Create an instance group
that allocates GPU slots to Spark executors in the instance group.
About this task
Follow these steps to create an instance group that uses GPU resources to run
its applications. This task calls out the steps only for GPU allocation when you create an instance group. For more information on how
to create an instance group, see Creating instance groups.
Procedure
-
In the Basic Settings tab, and click the
Configuration link to customize the Spark version properties for the
following GPU parameters. If you do not make changes, the default values are used.
- SPARK_EGO_AUTOSCALE_GPU_SLOTS_PER_TASK
- Specifies a comma-separated list of SPARK_EGO_GPU_SLOTS_PER_TASK values.
When specified, the Spark master service
is scaled up to accommodate (at a minimum) one service instance for the total number of values
specified. A maximum of five values are supported. This parameter does not affect the Spark notebook master instance. With no list
specified (default), the SPARK_EGO_GPU_SLOTS_PER_TASK value takes effect for all Spark master service instances.
To prevent a
Spark master service instance from
becoming stuck while it waits for executors on another Spark master instance to finish, enable fair
share scheduling for executors or select a multidimensional resource plan for executors for the
instance group. For more information,
see Setting consumers and resource groups for an instance group.

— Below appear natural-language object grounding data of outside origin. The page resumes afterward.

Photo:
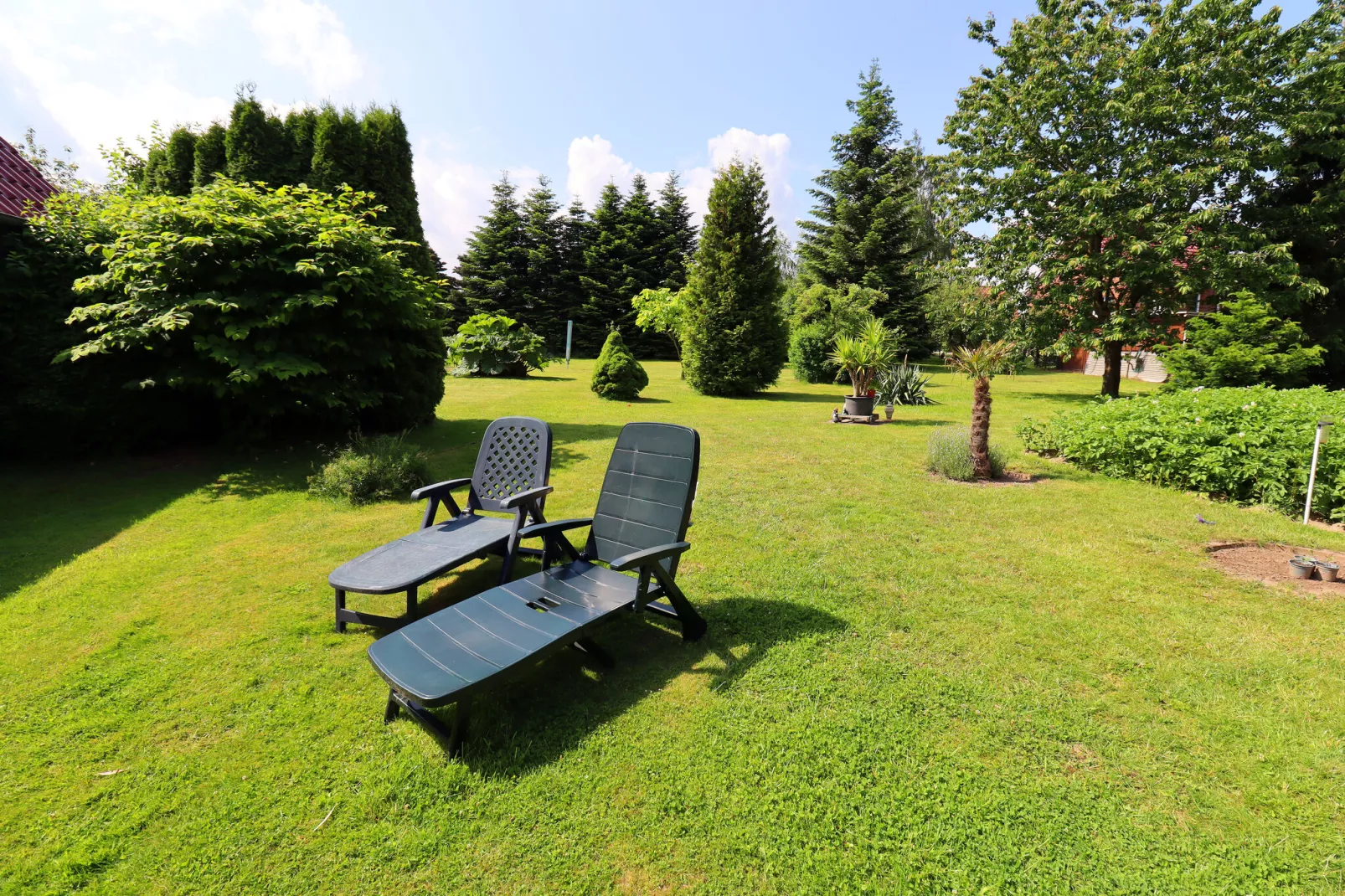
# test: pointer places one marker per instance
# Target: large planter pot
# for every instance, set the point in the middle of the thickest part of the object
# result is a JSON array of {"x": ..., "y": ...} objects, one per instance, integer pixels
[{"x": 858, "y": 405}]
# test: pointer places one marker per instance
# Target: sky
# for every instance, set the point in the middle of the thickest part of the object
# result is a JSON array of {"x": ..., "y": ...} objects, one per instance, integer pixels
[{"x": 583, "y": 93}]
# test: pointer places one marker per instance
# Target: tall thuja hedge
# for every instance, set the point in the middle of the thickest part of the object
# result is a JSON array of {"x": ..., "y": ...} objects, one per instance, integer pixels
[
  {"x": 290, "y": 307},
  {"x": 734, "y": 338}
]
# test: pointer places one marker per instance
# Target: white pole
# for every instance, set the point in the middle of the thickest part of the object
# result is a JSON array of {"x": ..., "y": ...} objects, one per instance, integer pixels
[{"x": 1312, "y": 475}]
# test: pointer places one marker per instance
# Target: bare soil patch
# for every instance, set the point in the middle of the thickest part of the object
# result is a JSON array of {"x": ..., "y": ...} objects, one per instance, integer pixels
[{"x": 1269, "y": 564}]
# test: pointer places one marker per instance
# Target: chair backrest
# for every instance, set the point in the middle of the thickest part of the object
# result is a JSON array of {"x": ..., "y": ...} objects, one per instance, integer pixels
[
  {"x": 647, "y": 492},
  {"x": 515, "y": 456}
]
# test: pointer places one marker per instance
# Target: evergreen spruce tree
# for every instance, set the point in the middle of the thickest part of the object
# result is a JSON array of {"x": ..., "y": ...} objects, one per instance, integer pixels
[
  {"x": 338, "y": 151},
  {"x": 255, "y": 146},
  {"x": 494, "y": 270},
  {"x": 677, "y": 234},
  {"x": 734, "y": 337},
  {"x": 209, "y": 157},
  {"x": 867, "y": 222},
  {"x": 300, "y": 126},
  {"x": 603, "y": 279},
  {"x": 545, "y": 286},
  {"x": 388, "y": 175},
  {"x": 642, "y": 266}
]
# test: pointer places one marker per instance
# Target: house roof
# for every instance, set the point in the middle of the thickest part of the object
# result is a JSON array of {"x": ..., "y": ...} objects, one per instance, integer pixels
[{"x": 22, "y": 188}]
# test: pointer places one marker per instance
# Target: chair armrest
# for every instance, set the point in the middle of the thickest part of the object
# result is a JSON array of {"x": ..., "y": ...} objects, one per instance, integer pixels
[
  {"x": 440, "y": 489},
  {"x": 523, "y": 497},
  {"x": 648, "y": 556},
  {"x": 539, "y": 530}
]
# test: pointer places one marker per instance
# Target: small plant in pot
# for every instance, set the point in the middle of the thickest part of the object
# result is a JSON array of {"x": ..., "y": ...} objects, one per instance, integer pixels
[{"x": 863, "y": 357}]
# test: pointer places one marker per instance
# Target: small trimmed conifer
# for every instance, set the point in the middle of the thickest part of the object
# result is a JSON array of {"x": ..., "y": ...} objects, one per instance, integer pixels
[{"x": 617, "y": 374}]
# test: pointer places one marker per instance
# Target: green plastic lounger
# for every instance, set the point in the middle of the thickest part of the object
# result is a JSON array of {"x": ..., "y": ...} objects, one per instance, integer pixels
[
  {"x": 513, "y": 467},
  {"x": 639, "y": 526}
]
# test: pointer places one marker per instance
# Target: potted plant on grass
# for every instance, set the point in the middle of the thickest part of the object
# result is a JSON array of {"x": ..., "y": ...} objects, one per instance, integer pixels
[{"x": 861, "y": 357}]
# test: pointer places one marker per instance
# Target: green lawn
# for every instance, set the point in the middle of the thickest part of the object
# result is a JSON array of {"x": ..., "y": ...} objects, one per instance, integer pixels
[{"x": 910, "y": 685}]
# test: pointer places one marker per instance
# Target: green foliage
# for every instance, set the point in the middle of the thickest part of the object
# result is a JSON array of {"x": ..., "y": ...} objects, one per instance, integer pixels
[
  {"x": 810, "y": 353},
  {"x": 210, "y": 155},
  {"x": 949, "y": 454},
  {"x": 617, "y": 374},
  {"x": 903, "y": 384},
  {"x": 1251, "y": 445},
  {"x": 379, "y": 468},
  {"x": 736, "y": 338},
  {"x": 1112, "y": 147},
  {"x": 495, "y": 346},
  {"x": 290, "y": 306},
  {"x": 863, "y": 355},
  {"x": 867, "y": 222},
  {"x": 1242, "y": 345}
]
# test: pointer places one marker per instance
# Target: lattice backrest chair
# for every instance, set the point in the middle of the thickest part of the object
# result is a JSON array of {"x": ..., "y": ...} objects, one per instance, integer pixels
[{"x": 512, "y": 474}]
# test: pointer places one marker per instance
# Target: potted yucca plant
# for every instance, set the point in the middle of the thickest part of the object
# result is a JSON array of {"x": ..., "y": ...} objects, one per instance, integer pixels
[{"x": 861, "y": 357}]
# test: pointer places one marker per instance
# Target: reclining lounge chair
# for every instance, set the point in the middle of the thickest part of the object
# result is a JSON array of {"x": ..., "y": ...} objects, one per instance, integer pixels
[
  {"x": 513, "y": 467},
  {"x": 639, "y": 526}
]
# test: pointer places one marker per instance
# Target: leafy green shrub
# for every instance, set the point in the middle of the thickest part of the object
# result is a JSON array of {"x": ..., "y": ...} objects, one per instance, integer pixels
[
  {"x": 290, "y": 306},
  {"x": 495, "y": 346},
  {"x": 370, "y": 470},
  {"x": 904, "y": 385},
  {"x": 950, "y": 454},
  {"x": 1251, "y": 445},
  {"x": 1243, "y": 345},
  {"x": 617, "y": 374},
  {"x": 810, "y": 354}
]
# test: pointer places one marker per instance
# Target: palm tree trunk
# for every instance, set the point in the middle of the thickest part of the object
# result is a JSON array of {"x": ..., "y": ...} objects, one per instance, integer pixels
[{"x": 981, "y": 430}]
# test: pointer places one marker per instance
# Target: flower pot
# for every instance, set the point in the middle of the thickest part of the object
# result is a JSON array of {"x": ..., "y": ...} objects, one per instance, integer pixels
[{"x": 858, "y": 405}]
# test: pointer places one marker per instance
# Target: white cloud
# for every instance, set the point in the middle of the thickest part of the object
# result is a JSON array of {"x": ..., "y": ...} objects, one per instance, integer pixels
[
  {"x": 592, "y": 164},
  {"x": 311, "y": 39}
]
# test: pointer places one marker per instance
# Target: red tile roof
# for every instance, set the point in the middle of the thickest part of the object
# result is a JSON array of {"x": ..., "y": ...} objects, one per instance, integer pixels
[{"x": 22, "y": 188}]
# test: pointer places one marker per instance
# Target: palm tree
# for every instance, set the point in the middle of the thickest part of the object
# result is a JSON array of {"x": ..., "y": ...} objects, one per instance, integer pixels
[{"x": 979, "y": 365}]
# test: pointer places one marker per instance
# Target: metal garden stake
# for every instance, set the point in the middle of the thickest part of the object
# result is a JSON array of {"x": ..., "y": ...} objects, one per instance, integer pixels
[{"x": 1322, "y": 425}]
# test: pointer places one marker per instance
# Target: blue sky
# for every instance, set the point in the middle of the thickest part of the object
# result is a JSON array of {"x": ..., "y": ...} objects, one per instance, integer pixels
[{"x": 581, "y": 92}]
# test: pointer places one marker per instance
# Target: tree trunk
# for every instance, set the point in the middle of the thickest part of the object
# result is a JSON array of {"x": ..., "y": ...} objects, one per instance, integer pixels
[
  {"x": 1111, "y": 369},
  {"x": 981, "y": 430}
]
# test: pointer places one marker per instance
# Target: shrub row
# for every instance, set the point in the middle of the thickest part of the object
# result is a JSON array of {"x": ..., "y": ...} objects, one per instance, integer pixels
[{"x": 1251, "y": 444}]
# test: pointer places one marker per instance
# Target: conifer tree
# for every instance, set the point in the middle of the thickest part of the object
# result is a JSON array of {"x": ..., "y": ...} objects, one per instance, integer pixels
[
  {"x": 255, "y": 146},
  {"x": 494, "y": 270},
  {"x": 209, "y": 157},
  {"x": 338, "y": 150},
  {"x": 677, "y": 237},
  {"x": 545, "y": 294},
  {"x": 388, "y": 175},
  {"x": 299, "y": 139},
  {"x": 867, "y": 222},
  {"x": 603, "y": 277},
  {"x": 734, "y": 337},
  {"x": 642, "y": 265}
]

- SPARK_EGO_GPU_EXECUTOR_SLOTS_MAX
- Specifies the maximum number of GPU tasks that can run concurrently in one GPU executor. Default
is Integer.MAX_value.
- SPARK_EGO_GPU_EXECUTOR_SLOTS_RESERVE
- Specifies the minimum number of GPU slots to reserve once the executor is started. The number of
GPU executor slots is the minimum of the reserved number and the owned number. Default is 1. The
timeout for the reserve GPU slots is set by SPARK_EGO_EXECUTOR_IDLE_TIMEOUT.
- SPARK_EGO_GPU_MODE
- Specifies whether the executor needs either exclusive or shared GPUs. Valid values are Exclusive
or Shared. Default value is shared.
- SPARK_EGO_GPU_SLOTS_MAX
- Specifies the maximum number of slots that an application can get for GPU tasks in primary mode. Default is
Integer.MAX_value.
- SPARK_EGO_GPU_SLOTS_PER_TASK
- Specifies the number of slots that are allocated to a GPU task, enabling each task to use
multiple slots. The initial number of tasks of an executor times the
SPARK_EGO_GPU_SLOTS_PER_TASK value must be equal or less than the number GPUs
on the host where the executor is run. Valid value is a positive integer. Default is 1.
When this
parameter takes effect for GPU scheduling, the number of slots in the egosh alloc
command output equals the number of running GPU tasks times the value of
SPARK_EGO_GPU_SLOTS_PER_TASK.
- SPARK_EGO_SLOTS_REQUIRED_TIMEOUT
- The time, in seconds, to wait for a Spark application to get the required number of slots,
including CPU and GPU slots, before launching tasks. After this time, any slots that are held are
released and the application fails. Default is Integer.MAX_value.
-
If your cluster is installed to a shared file system, decide whether you want to enable the
shuffle service for the instance group.
- If you do not enable the shuffle service, set the spark.local.dir
parameter to a shared directory on the file system.
- If you want to enable the shuffle service, enable and configure the shuffle service. When
you enable the shuffle service, a new consumer is created by default exclusively for the shuffle
service. If you want to change this default consumer, the shuffle service consumer must be
associated with only two resource groups (or a resource plan): one for CPU scheduling and the other
for GPU scheduling. For more information on enabling the shuffle service in a shared file system,
see Enabling and configuring the Spark shuffle service.
-
Enable GPU slot allocation and specify the resource group (or multidimensional resource plan)
from which resources are allocated to executors in the instance group.
Make sure that the CPU executors resource group contains all the CPU and GPU executor hosts. If
you do not do this, GPU slots are used for the shuffle service.
-
In the Resource Groups and Plans section, select the CPU resource group for use by Spark
executors (CPU slots); for example, the CPUrg resource group that you
created.
-
Select the GPU resource group for use by Spark executors (GPU slots), for example, the
GPUrg that you created. Ensure that you do not select the resource group to
be used by Spark drivers.
Results
The instance group is set up
for GPU allocation.
What to do next
- Create and deploy the instance group. After you start the instance group,
GPU slots (in addition to CPU slots) are allocated to Spark executors in the instance group. See Starting instance groups.
- Submit a Spark application that uses GPUs to the instance group. See either Submitting a Spark application with GPU RDD or Submitting a Spark application without GPU RDD.